Resilience & Security
- Typed exceptions: DocumentProcessingError, EmbeddingError, VectorStoreError, LLMError, ConfigurationError
- Retry with jitter, circuit breaker, structured logging
- Secrets hygiene, TLS everywhere, PII controls, audit logs, RBAC
Performance
- Batch embeddings with GPU acceleration, model caching, quantization
- Approximate search (HNSW), filter‑first retrieval, hot‑query caching
- Streaming/chunked processing; connection pooling; memory monitoring
Deployment
# docker-compose.yml
services:
ragfuse:
build: .
ports:
- "8000:8000"
environment:
- VECTOR_STORE=chroma
- EMBEDDING_MODEL=all-MiniLM-L6-v2
volumes:
- ./data:/app/data
# Kubernetes (excerpt)
apiVersion: apps/v1
kind: Deployment
metadata:
name: ragfuse-api
spec:
replicas: 3
template:
spec:
containers:
- name: ragfuse
image: ragfuse:latest
env:
- name: VECTOR_STORE
value: "pinecone"
Testing
Unit + integration tests with pytest; coverage target ≥80%.
# Run all tests
pytest
# Coverage
pytest --cov=ragfuse
# Specific module
pytest tests/test_embeddings.py
Why open‑source?
- Flexibility: standardize interfaces, not vendors.

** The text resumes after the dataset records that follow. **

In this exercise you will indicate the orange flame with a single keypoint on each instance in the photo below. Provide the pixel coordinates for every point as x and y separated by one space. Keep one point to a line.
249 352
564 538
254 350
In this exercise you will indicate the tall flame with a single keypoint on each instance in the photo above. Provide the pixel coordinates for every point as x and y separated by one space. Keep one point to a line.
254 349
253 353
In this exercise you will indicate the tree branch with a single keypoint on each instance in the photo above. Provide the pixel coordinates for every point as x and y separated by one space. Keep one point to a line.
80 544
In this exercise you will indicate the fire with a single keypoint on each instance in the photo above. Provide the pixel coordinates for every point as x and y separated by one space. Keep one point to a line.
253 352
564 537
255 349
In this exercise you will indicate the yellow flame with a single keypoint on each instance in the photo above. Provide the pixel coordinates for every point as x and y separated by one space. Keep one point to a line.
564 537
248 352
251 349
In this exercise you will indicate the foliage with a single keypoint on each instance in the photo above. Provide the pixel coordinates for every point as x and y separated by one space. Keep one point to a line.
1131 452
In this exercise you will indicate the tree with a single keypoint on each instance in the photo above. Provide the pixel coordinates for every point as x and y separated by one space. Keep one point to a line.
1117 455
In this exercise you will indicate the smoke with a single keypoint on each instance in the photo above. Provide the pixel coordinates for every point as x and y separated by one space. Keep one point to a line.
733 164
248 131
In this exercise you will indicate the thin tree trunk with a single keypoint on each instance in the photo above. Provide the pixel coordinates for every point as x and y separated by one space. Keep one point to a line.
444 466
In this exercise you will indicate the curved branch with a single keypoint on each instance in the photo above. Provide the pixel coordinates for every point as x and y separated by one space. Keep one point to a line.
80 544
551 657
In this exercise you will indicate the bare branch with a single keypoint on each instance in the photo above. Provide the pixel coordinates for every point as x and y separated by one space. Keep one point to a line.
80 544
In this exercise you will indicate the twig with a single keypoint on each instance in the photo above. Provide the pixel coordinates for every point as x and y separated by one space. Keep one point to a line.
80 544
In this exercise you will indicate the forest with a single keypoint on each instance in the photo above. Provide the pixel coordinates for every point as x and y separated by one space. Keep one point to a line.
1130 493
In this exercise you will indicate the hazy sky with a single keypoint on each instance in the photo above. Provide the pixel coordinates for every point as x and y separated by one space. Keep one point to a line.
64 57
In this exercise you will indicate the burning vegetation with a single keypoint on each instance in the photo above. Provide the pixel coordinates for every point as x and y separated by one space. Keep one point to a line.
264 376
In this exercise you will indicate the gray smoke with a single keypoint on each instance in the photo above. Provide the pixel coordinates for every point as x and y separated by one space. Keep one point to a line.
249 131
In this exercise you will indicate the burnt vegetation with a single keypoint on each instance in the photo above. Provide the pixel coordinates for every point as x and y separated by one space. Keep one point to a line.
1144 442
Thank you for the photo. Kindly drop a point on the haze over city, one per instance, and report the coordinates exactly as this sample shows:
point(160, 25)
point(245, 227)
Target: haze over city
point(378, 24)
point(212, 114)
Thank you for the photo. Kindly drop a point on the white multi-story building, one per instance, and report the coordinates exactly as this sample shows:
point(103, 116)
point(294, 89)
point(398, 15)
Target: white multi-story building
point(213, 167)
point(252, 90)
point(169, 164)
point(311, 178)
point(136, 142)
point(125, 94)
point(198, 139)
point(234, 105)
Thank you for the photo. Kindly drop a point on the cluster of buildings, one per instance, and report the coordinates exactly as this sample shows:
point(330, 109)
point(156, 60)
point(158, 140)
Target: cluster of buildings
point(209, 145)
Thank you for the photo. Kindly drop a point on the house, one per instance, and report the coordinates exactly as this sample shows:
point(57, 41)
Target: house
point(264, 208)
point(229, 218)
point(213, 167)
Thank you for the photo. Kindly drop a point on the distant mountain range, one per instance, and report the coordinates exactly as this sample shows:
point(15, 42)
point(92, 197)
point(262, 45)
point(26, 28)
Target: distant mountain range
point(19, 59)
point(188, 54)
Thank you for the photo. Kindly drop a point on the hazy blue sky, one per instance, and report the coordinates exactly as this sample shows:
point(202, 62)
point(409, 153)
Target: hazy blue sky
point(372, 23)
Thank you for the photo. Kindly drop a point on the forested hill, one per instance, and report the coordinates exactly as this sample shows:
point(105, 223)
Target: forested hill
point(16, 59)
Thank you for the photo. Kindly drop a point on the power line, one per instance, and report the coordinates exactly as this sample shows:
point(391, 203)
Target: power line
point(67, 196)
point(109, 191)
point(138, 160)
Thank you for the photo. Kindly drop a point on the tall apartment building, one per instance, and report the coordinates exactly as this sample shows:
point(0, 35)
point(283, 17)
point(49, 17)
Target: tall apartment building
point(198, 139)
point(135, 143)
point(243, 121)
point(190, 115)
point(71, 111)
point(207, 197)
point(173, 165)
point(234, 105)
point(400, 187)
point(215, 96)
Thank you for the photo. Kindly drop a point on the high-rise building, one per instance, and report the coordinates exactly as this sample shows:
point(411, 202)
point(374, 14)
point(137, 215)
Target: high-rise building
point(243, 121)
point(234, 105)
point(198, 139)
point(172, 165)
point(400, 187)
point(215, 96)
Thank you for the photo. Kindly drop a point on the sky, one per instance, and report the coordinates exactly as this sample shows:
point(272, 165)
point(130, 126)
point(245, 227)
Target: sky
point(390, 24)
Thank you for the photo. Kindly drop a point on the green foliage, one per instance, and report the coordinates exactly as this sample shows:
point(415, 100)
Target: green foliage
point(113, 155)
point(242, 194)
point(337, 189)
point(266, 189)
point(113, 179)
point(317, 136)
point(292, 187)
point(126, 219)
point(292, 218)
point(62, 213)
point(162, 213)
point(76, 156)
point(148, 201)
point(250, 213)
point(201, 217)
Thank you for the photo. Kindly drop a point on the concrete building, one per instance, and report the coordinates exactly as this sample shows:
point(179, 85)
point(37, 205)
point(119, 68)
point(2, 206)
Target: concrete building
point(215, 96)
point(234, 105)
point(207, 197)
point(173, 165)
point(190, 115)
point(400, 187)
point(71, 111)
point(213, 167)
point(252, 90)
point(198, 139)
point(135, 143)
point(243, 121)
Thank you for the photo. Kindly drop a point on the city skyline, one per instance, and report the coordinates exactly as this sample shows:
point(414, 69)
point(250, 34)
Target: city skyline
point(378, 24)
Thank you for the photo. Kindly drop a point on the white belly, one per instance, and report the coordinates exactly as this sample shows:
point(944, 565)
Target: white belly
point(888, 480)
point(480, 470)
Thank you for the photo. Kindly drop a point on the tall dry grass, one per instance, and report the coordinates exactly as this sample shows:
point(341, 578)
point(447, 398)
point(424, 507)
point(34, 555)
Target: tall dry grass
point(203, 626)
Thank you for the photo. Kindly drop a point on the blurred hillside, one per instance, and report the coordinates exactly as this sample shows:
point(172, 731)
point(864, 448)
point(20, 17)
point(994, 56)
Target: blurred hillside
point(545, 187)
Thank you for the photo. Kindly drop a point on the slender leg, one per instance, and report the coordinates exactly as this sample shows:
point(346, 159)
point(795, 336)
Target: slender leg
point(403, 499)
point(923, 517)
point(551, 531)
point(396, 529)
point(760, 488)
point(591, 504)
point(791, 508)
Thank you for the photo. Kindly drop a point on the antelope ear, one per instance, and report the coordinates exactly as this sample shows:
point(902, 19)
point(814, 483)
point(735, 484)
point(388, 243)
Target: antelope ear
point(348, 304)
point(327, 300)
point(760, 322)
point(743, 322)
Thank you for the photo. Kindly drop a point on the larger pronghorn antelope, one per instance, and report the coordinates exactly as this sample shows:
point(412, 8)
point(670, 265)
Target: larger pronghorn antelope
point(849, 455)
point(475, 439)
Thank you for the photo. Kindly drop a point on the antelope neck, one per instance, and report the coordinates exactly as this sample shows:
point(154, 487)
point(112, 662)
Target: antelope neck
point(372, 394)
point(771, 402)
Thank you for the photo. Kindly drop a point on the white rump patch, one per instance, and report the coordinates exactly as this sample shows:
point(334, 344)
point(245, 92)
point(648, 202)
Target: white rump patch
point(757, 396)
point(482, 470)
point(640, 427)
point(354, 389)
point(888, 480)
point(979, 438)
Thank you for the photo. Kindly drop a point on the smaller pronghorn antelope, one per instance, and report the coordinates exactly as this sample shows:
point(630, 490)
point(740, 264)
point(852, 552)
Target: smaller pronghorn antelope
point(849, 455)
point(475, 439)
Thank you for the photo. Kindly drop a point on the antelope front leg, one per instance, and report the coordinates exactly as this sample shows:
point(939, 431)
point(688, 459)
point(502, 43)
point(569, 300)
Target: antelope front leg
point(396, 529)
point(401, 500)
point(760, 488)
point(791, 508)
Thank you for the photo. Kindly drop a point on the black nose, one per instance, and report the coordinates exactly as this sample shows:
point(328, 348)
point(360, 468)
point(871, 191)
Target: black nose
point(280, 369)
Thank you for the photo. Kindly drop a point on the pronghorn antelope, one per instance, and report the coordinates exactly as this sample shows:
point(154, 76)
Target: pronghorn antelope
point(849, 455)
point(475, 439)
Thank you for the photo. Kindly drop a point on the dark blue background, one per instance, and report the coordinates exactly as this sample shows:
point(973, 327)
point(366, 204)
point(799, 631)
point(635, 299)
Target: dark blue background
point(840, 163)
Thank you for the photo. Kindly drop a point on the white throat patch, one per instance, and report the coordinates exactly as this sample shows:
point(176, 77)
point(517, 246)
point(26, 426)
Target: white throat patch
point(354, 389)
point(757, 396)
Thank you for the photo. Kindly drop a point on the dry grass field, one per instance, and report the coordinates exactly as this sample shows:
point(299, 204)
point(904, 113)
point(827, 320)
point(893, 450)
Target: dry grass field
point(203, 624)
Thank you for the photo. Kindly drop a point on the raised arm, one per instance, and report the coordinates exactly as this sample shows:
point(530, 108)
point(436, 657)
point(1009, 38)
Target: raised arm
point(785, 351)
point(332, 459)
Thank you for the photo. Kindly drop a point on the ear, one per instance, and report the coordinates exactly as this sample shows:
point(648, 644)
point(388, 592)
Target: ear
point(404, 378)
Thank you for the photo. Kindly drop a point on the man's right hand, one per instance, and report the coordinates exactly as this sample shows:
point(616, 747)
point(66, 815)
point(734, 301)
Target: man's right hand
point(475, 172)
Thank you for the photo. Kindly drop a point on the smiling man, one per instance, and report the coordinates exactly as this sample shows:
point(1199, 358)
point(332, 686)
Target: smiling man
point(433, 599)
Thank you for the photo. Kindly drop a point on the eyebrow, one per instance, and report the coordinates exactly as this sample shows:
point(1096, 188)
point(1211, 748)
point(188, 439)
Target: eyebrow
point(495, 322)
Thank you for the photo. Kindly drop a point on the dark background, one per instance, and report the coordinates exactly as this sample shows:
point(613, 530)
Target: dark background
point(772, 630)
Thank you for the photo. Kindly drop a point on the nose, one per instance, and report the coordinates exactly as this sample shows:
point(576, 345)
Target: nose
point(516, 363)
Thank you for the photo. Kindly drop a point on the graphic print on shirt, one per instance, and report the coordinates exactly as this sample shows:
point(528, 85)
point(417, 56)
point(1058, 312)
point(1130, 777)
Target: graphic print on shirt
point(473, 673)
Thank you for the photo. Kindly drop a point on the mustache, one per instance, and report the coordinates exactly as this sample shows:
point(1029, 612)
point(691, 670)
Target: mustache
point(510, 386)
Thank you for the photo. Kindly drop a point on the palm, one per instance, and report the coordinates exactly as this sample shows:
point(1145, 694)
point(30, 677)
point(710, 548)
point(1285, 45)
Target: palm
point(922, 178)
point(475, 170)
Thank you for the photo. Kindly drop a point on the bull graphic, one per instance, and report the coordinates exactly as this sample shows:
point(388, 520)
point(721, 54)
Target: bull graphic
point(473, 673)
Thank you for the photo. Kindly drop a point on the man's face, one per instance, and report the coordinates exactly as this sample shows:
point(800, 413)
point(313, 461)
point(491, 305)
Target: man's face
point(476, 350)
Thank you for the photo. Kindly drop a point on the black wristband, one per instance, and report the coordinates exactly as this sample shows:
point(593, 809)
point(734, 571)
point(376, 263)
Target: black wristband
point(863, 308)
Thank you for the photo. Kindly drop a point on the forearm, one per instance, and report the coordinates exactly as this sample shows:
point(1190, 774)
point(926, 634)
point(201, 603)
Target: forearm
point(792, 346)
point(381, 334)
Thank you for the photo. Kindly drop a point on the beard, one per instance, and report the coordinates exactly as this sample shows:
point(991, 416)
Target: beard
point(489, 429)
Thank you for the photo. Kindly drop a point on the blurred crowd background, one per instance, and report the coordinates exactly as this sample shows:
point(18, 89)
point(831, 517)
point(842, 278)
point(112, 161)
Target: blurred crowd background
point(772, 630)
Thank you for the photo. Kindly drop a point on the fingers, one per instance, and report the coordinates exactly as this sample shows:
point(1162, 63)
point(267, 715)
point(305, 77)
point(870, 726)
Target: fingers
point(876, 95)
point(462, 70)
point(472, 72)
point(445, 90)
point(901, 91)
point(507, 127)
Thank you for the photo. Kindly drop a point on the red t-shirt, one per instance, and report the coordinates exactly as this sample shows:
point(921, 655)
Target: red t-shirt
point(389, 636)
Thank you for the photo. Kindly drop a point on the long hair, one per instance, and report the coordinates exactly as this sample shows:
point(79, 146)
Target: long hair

- Trust: transparent code paths for security & privacy reviews.
- Community: adapters and patterns evolve with real use‑cases.
Publishing soon. Follow for updates:
Status
Status: Building in public. First release: Chroma/FAISS, HF/OpenAI embeddings, QA chain, CLI, docs, examples. Pinecone and Weaviate adapters next.